In a preferred embodiment of the present invention, the first light guide member has a first light incident surface, a first light exit surface and a first light reflecting surface defined therein and is operable to guide the beam from the first light incident surface towards the first light exit surface through the first light reflecting surface, and the second light guide ember has a second light incident surface, a second light exit surface and a second light reflecting surface defined therein and is operable to guide the beam from the second light incident surface towards the second light exit surface through the second light reflecting surface. The surface irregularities are preferably formed on at least one of the first light exit surface, the first light reflecting surface, the second light incident surface and the second light reflecting surface.
Also, in a preferred embodiment of the present invention, the first and second light guide members are mounted on the carrier body at respective locations outside an area of incidence of infrared light on the infrared sensor element. This is particularly advantageous in that the use of the first and second light guide members will not lower the detecting capability of the security sensor.

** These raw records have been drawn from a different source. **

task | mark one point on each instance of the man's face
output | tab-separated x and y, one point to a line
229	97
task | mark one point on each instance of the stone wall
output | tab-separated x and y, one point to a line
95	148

Preferably the infrared sensor element, the light projecting element and the light receiving element may be mounted on a common circuit board. This is particularly advantageous in that since only one circuit board is sufficient, the structure of the security sensor can be simplified.
Also preferably, the carrier body comprises a support base for supporting the infrared sensor element, the light projecting element and the light receiving element, a casing and a lens which defines the incident side enclosure and fitted to the casing with the infrared sensor element, the light projecting element and the light receiving element being covered by the casing and the lens. The first and second light guide members may then be positioned on the casing at respective locations adjacent the lens. This arrangement is directed to the security sensor of a type wherein the lens exposed to the outside is used to cover frontward of the detecting elements.
Again, the carrier body may comprise a support base for supporting the infrared sensor element, the light projecting element and the light receiving element, and a cover which defines the incident side enclosure and fitted to the support base so as to enclose the infrared sensor element, the light projecting element and the light receiving element, and wherein the first and second light guide members are positioned on the cover at respective locations spaced a distance from each other. This arrangement is directed to the security sensor of a type wherein the cover is used to enclose the circuit boards including the infrared sensor element.